Есенин был очень чуток к слову, к малейшим оттенкам не только поэтической, но и повседневной бытовой речи, и если допускал в своих стихах отступления от норм современного литературного языка, то делал это сознательно, из определенных соображений, существенных для него, но не всегда понятных критикам. В. Мануйлов

 

Одним из самых примечательных дней в бакинский период жизни Сергея Есенина был день 1 мая 1925 года.

Первомай того года мы решили провести необычно. Вместо общегородской демонстрации организовали митинги в промысловых и заводских районах, посвященные закладке новых рабочих поселков, а затем - рабочие, народные гулянья. Взяли с собой в машину, где были секретари ЦК Азербайджана, Сергея Есенина. Он не был к тому времени новичком в среде бакинских нефтяников. Он уже с полгода как жил в Баку. Часто выезжал на нефтепромыслы, в стихию которых, говоря его словами, мы его посвящали. Много беседовал с рабочими, которые знали и любили поэта.

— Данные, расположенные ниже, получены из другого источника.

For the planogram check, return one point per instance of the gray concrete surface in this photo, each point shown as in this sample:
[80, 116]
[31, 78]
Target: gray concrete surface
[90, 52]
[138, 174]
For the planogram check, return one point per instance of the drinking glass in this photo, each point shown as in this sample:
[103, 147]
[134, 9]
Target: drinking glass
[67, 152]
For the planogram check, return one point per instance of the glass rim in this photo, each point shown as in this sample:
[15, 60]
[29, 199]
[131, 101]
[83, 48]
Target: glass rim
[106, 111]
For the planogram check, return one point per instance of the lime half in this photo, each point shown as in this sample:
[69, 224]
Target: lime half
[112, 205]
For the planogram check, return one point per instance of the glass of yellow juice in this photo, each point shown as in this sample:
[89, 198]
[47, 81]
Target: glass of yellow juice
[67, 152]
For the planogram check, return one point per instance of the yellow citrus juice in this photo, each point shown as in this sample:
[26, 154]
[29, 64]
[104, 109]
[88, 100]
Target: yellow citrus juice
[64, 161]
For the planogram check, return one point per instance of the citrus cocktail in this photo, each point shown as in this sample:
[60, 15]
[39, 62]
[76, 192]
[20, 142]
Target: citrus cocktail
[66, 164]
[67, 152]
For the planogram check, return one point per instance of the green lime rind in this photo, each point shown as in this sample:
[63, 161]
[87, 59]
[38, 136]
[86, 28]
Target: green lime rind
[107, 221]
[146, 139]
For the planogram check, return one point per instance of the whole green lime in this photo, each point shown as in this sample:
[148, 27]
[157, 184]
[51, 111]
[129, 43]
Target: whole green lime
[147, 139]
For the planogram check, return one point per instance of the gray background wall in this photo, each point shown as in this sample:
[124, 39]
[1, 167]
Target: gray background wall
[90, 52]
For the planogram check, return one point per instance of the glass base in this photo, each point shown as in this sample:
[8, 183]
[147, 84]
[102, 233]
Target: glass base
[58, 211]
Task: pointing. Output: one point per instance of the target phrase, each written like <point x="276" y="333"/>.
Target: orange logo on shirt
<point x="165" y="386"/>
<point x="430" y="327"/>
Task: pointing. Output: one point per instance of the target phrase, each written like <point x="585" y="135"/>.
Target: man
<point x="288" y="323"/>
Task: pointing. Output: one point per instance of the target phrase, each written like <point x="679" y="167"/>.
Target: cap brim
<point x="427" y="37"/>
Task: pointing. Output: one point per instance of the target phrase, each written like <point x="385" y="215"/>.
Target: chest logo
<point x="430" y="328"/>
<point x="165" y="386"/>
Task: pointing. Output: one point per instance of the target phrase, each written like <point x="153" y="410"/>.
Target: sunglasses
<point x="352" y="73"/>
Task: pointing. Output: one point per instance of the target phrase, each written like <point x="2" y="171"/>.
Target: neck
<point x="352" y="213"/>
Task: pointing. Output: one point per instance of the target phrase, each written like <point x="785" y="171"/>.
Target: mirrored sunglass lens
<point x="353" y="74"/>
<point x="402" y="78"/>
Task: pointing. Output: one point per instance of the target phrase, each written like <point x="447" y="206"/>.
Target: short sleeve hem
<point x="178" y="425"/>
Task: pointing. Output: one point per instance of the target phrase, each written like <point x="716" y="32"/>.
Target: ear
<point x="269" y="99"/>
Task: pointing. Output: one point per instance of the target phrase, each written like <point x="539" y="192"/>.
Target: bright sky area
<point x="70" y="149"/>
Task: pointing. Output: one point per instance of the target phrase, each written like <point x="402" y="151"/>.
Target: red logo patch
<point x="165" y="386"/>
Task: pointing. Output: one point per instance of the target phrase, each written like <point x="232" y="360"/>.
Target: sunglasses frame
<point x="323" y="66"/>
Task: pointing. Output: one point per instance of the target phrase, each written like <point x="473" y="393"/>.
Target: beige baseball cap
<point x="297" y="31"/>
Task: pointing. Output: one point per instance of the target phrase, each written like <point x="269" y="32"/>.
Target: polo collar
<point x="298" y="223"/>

Есенина на маевке встретили как старого знакомого. Вместе с партийными руководителями ходил он по лужайкам, где прямо на земле, на молодой весенней траве, расположились рабочие со своими семьями, читал стихи, пел частушки.

После этого поехали на дачу в Мардакянах, под Баку, где Есенин в присутствии Сергея Мироновича Кирова неповторимо задушевно читал новые стихи из цикла "Персидские мотивы".

Киров, человек большого эстетического вкуса, в дореволюционном прошлом блестящий литератор и незаурядный литературный критик, обратился ко мне после есенинского чтения с укоризной:

- Почему ты до сих пор не создал Есенину иллюзию Персии в Баку? Смотри, как написал, как будто был в Персии. В Персию мы не пустили его, учитывая опасности, какие его могут подстеречь, и боясь за его жизнь. Но ведь тебе-же поручили создать ему иллюзию Персии в Баку. Так создай! Чего не хватит - довообразит. Он же поэт, да какой!

Огромное впечатление произвела на Есенина эта встреча с Сергеем Мироновичем. Они встречались уже второй раз. Первый раз - осенью 1924 года, на вечере в честь приезда Михаила Васильевича Фрунзе в Баку. Как и тогда, Есенин сейчас без конца выведывал у меня все подробности боевой работы Кирова в Одиннадцатой армии, в Астрахани. Признавался мне, что лелеет и нежит мечту написать эпическую вещь о гражданской войне, и чтобы обязательно в центре всего этого эпоса, который должен перекрыть и "Песнь о великом походе", и "Анну Онегину", и все написанное им, был Ленин.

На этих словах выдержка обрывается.